Whoop 5.0 gets an open-source alternative
The Whoop 5.0 has been a popular fitness tracker since its launch. But the subscription model annoyed a lot of users. Bennett’s project taps into that frustration by showing what’s possible when hardware isn’t locked behind a paywall.
The GitHub repo for the project already has some traction. People are asking if Whoop will sue him. Bennett’s response was surprisingly calm. He said he hopes Whoop just asks him to take it down rather than waste everyone’s time with legal action.
“This repo contains no code or API created, owned, or licensed by Whoop,” Bennett wrote in his disclaimer.
Not ready for mainstream use
Bennett is being very clear about the current state of the Goose app. It’s not a drop-in replacement for the official Whoop app. The interface is basic. The data might need some validation. He’s not ready to put this on the App Store just yet.
“I will publish a version to the App Store, give me time to make it good,” he said in a follow-up post.
For now, the project exists as a proof of concept. Developers can study the code and see how to extract data from the Whoop 5.0.
The bigger picture
This situation reminds us of similar battles between hardware makers and open-source developers. We saw something similar just a few days ago when someone reverse-engineered the Oura Ring. Such projects often get shut down eventually. But they force companies to think about their business models.
The fitness tracker market is getting crowded. Companies like Whoop, Garmin, and Apple are all fighting for the same users. Subscription fatigue is real. People don’t want to pay monthly fees for devices they already own.
Bennett’s project shows that the technology exists to make hardware work without subscriptions. The question now is whether companies will adapt or double down on the subscription model.

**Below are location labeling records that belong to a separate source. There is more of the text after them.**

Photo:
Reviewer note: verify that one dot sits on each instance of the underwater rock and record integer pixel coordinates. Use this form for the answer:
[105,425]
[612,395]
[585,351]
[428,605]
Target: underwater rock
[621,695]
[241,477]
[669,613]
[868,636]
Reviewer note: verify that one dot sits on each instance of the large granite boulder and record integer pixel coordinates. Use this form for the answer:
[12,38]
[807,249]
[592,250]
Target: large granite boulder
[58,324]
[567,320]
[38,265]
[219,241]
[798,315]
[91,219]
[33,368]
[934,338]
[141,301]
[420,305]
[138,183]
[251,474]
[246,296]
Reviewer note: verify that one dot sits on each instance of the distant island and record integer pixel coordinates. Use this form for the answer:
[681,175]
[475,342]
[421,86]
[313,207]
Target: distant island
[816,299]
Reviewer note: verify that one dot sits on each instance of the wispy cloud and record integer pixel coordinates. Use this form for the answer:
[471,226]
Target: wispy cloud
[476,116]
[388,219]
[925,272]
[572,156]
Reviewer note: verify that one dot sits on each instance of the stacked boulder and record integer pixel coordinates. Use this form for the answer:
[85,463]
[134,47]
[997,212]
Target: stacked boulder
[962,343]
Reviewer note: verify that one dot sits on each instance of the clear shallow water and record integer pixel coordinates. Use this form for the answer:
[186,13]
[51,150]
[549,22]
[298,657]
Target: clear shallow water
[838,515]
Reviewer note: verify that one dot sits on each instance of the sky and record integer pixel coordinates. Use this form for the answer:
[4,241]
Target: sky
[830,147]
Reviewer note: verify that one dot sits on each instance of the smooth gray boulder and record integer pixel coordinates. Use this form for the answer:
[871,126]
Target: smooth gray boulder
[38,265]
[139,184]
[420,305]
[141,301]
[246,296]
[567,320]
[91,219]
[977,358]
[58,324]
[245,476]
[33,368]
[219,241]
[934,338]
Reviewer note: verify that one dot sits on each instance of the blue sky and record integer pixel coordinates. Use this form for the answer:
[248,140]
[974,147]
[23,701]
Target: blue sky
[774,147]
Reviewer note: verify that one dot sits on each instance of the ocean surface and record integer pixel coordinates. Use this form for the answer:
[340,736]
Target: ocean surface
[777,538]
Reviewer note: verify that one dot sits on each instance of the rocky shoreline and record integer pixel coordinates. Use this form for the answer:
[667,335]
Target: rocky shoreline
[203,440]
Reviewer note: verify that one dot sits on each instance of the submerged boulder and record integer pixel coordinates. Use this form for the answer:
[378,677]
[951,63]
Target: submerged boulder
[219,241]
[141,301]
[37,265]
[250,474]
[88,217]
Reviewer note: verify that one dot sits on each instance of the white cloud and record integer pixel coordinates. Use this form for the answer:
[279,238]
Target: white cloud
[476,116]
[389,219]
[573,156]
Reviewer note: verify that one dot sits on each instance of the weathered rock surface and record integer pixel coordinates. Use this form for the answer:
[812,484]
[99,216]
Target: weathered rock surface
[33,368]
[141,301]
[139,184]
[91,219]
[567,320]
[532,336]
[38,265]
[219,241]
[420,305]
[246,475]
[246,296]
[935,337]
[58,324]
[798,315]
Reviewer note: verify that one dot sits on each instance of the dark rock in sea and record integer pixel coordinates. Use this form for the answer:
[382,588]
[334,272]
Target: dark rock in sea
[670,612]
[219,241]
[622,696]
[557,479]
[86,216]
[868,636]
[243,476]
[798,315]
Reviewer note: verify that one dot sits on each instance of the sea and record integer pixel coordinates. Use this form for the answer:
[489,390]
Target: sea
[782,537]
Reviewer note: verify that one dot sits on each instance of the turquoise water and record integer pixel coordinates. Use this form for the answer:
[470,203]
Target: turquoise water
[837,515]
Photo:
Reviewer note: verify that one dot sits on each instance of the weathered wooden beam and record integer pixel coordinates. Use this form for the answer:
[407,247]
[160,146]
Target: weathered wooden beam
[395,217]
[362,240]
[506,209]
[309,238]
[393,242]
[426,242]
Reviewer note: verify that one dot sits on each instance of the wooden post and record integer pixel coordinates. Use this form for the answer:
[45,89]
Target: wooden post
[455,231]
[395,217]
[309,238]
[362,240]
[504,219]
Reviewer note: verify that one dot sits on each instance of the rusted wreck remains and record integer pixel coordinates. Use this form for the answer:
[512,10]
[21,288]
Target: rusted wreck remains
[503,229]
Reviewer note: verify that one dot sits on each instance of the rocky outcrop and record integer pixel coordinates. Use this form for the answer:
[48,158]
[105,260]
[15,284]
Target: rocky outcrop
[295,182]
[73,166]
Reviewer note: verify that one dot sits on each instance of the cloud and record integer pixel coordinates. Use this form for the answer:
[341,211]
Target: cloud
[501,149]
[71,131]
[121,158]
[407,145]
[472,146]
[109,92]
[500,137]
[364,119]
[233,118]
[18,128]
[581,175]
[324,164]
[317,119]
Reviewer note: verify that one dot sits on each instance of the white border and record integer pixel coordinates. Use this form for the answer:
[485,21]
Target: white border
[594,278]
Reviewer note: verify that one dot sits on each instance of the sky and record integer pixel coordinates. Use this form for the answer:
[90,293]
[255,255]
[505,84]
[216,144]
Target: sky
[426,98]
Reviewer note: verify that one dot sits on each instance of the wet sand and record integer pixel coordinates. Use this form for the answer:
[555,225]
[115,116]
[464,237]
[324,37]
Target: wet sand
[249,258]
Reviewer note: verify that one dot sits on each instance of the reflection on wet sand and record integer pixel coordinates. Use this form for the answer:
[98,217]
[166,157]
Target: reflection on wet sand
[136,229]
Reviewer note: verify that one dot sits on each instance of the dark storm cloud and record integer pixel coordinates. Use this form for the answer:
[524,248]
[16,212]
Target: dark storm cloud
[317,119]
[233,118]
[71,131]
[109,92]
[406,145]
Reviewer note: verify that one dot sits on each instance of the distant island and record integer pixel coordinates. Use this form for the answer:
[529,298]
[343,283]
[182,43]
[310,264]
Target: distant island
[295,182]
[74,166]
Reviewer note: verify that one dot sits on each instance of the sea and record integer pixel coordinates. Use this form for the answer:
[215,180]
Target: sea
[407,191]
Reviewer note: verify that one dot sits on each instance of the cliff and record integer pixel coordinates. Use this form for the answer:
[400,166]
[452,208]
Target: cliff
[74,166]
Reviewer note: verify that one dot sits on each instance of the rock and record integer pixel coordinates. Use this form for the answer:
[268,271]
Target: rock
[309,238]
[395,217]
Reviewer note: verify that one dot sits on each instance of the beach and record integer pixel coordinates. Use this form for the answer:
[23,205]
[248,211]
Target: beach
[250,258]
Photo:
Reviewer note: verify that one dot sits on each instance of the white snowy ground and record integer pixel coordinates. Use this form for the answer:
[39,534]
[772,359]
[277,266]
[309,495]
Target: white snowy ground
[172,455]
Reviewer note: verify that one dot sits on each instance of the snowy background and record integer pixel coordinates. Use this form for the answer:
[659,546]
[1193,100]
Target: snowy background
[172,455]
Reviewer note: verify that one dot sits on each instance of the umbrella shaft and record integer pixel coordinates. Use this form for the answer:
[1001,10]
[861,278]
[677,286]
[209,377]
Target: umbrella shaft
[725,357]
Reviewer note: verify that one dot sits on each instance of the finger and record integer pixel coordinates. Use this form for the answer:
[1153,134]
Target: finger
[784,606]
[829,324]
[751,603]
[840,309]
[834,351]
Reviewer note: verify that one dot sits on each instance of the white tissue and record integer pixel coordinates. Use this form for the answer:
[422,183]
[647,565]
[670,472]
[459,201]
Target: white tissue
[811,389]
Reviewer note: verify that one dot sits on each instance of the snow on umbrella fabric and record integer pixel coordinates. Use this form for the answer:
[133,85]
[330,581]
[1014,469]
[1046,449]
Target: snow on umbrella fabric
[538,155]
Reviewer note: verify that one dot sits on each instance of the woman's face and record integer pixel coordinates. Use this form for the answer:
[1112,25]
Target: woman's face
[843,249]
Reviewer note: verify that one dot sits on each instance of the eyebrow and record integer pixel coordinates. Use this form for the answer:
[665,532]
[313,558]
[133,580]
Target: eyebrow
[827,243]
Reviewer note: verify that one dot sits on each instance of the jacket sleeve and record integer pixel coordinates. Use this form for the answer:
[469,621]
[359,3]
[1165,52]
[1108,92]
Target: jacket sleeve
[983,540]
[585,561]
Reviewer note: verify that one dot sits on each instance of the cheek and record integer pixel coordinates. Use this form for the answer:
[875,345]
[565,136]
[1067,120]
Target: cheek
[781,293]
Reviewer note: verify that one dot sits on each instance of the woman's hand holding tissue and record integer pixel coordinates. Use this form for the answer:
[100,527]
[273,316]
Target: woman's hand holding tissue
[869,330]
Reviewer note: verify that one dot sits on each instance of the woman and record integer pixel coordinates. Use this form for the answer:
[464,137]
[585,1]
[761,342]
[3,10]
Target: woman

One commenter pointed out that the actual hardware might cost as little as $20. That’s a stark contrast to the $30+ monthly subscription fee. It makes you wonder where the real value lies in these devices.
Bennett mentioned he worked with Codex to write some of the code. He said he did most of the directing and problem-solving while the AI handled the actual coding. That’s the modern way of building software in 2026.